Words by Charles Bramesco

Frightening creature with gaping, sharp-toothed mouth against dark background.
Frightening creature with gaping, sharp-toothed mouth against dark background.
Tom Hardy is back as everyone’s favourite quasi-schizophrenic vigilante crimefighter.

While the film has its proponents, 2018’s Venom left something to be desired; the buddy-comedy schtick between news journalist Eddie Brock (Tom Hardy) and the alien symbiote squatting in his body only kicked in deep into the second act, as if director Ruben Fleischer figured out a winning bit just a few beats too late.

Today brings a trailer for the clunkily-titled sequel Venom: Let There Be Carnage, and it seems that new-to-the-franchise filmmaker Andy Serkis plans on leaning into the comedic dimension more fully.

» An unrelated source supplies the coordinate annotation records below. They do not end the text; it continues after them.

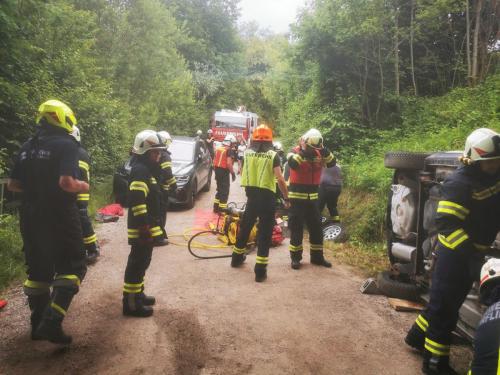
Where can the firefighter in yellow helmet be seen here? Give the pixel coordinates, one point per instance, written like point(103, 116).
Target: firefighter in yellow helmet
point(144, 218)
point(306, 163)
point(45, 172)
point(467, 220)
point(262, 168)
point(223, 168)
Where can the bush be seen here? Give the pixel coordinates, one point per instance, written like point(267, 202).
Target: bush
point(11, 255)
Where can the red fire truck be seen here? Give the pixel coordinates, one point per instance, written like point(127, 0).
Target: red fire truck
point(237, 123)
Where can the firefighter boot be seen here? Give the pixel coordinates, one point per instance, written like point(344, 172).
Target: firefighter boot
point(38, 304)
point(133, 305)
point(237, 259)
point(50, 328)
point(296, 258)
point(415, 338)
point(318, 259)
point(260, 272)
point(437, 365)
point(147, 300)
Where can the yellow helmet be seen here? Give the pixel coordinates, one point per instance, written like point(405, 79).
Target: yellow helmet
point(58, 114)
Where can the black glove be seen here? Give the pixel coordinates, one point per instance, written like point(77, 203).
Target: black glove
point(324, 152)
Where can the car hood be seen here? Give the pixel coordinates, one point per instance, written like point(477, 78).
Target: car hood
point(181, 168)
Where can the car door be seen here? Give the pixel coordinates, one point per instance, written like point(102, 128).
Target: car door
point(204, 164)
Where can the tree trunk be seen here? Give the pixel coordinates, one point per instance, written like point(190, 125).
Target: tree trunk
point(396, 51)
point(475, 45)
point(467, 42)
point(412, 31)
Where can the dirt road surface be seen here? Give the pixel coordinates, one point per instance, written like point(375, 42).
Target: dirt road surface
point(212, 319)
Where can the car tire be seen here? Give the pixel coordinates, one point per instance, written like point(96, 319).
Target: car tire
point(391, 287)
point(191, 196)
point(209, 182)
point(405, 160)
point(335, 232)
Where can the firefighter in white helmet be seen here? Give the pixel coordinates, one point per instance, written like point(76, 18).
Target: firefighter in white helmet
point(467, 220)
point(306, 163)
point(168, 184)
point(487, 339)
point(144, 200)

We rejoin Eddie and Venom during a morning’s breakfast, as the antic tentacles sing the Gershwin classic ‘Let’s Call the Whole Thing Off’, implicitly suggesting the pair as the cinema’s new Fred Astaire and Ginger Rogers.

Two individuals working intently at a desk in a dimly lit room, one person using a computer and the other studying documents.

Their careful buddy dynamic, maintained by allowing the bloodthirsty extraterrestrial to feed on criminals deemed worthy of disposal, is threatened by the arrival of a rival in psychopath Cletus Kasady (Woody Harrelson, sporting a mop of curls). He somehow also gains a symbiotic hanger-on and becomes the force of destruction known as Carnage, who’s basically just Venom, except more violent, and also the color red.

The two will go toe-to-toe, as they did in one of Spider-Man’s more popular ’90s comic runs, though the web-slinger won’t be on the scene to join forces with Venom so Carnage may be neutralized. It’s just motion-capture CGI freakshow versus motion-capture CGI freakshow (it’s starting to become clear why mo-cap master Andy Serkis was brought in this time around).

In any case, it’s a relief to see a superhero vehicle with a sincere commitment to physical comedy, as opposed to the occasional tossed-off one-liner. If we’re lucky, maybe Eddie and the friend living in his consciousness will treat us to a song-and-dance softshoe number.

Venom: Let There Be Carnage comes to cinemas in the UK on 15 September, and then the US on 24 September.